Comment interpréter le statut « Explorée, actuellement non indexée » ?

Ce statut signifie que Google a exploré l’URL, mais ne l’a pas conservée dans l’index à ce moment-là. Les causes fréquentes relèvent rarement d’un « bug » unique ; il s’agit plutôt d’un arbitrage entre priorité d’exploration, qualité perçue et signaux de duplication.

Les vérifications utiles sont :

  • La valeur réelle de la page (contenu distinct, utilité, profondeur).
  • La présence de doublons (variantes d’URL, paramètres, pagination, archives).
  • Le maillage interne et la profondeur de clic.
  • Les signaux canoniques (canonical, redirections, cohérence HTTP/HTTPS).
  • Les performances et l’accessibilité au crawl (erreurs serveur, ressources bloquées).

La bonne pratique consiste à corriger le gabarit et les sections à enjeu, puis à réévaluer via l’inspection d’URL et le suivi d’indexation.

Quelle est la meilleure formation SEO pour exploiter Search Console ?

Il n’existe pas une « meilleure » formation universelle, car le choix dépend du niveau et du contexte (site vitrine, e-commerce, média, international).
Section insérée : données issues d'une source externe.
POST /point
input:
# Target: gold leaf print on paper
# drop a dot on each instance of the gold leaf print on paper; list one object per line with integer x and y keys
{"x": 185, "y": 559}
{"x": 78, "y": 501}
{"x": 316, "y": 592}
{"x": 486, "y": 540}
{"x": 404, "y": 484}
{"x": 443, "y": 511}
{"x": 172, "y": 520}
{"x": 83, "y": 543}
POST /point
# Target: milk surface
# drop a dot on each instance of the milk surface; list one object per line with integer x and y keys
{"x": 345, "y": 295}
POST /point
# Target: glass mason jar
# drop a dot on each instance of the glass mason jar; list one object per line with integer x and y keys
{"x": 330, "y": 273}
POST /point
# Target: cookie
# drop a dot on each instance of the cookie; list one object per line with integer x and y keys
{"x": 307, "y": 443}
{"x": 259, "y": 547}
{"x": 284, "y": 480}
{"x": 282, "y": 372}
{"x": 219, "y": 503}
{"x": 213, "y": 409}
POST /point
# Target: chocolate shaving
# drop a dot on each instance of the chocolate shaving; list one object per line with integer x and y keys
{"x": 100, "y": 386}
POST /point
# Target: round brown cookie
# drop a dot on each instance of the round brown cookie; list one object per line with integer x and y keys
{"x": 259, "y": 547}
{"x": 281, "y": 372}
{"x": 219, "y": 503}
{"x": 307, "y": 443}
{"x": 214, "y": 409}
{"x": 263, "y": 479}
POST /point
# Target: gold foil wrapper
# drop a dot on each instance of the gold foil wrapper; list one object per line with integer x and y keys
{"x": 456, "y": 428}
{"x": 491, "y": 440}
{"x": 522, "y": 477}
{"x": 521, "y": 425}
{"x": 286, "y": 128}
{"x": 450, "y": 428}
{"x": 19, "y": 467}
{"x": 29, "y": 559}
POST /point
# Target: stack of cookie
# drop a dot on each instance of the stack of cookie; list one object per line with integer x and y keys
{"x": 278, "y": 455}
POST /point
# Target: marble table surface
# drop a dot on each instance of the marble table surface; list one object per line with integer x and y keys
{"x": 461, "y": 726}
Les approches les plus courantes sont :

  • Autodidacte (documentation officielle, retours d’expérience) : flexible, mais progression parfois irrégulière.
  • MOOC et ressources gratuites : bon socle, mais pratique souvent limitée.
  • Formation structurée (vidéos ou blended) : progression pédagogique, exercices et méthode de diagnostic.
  • Présentiel ou classe virtuelle : interaction directe, cadence imposée, utile pour cadrer un projet.

Une bonne formation SEO articule toujours trois axes : lecture des rapports, capacité à relier un signal à une cause technique ou éditoriale, et méthode de mesure avant et après correction. Search Console devient réellement utile quand l’analyse débouche sur une action testable.

Quel budget prévoir pour une formation Google Search Console ?

Le budget dépend du format choisi. Les ordres de grandeur les plus courants sont :

  • Formation vidéo en ligne (asynchrone) : accessible par abonnement, format flexible et économique. L’abonnement Elephorm donne accès à l’ensemble du catalogue pour 34,90 €/mois 10,47 €/mois.
  • Classe virtuelle (synchrone à distance) : généralement entre 150 et 400 € HT la demi-journée.
  • Formation présentielle : généralement entre 300 et 600 € HT la journée.

Une formation Google Search Console est plus rentable quand elle inclut des cas pratiques : configuration, diagnostic d’indexation, analyse de requêtes, et mise en place d’un reporting récurrent.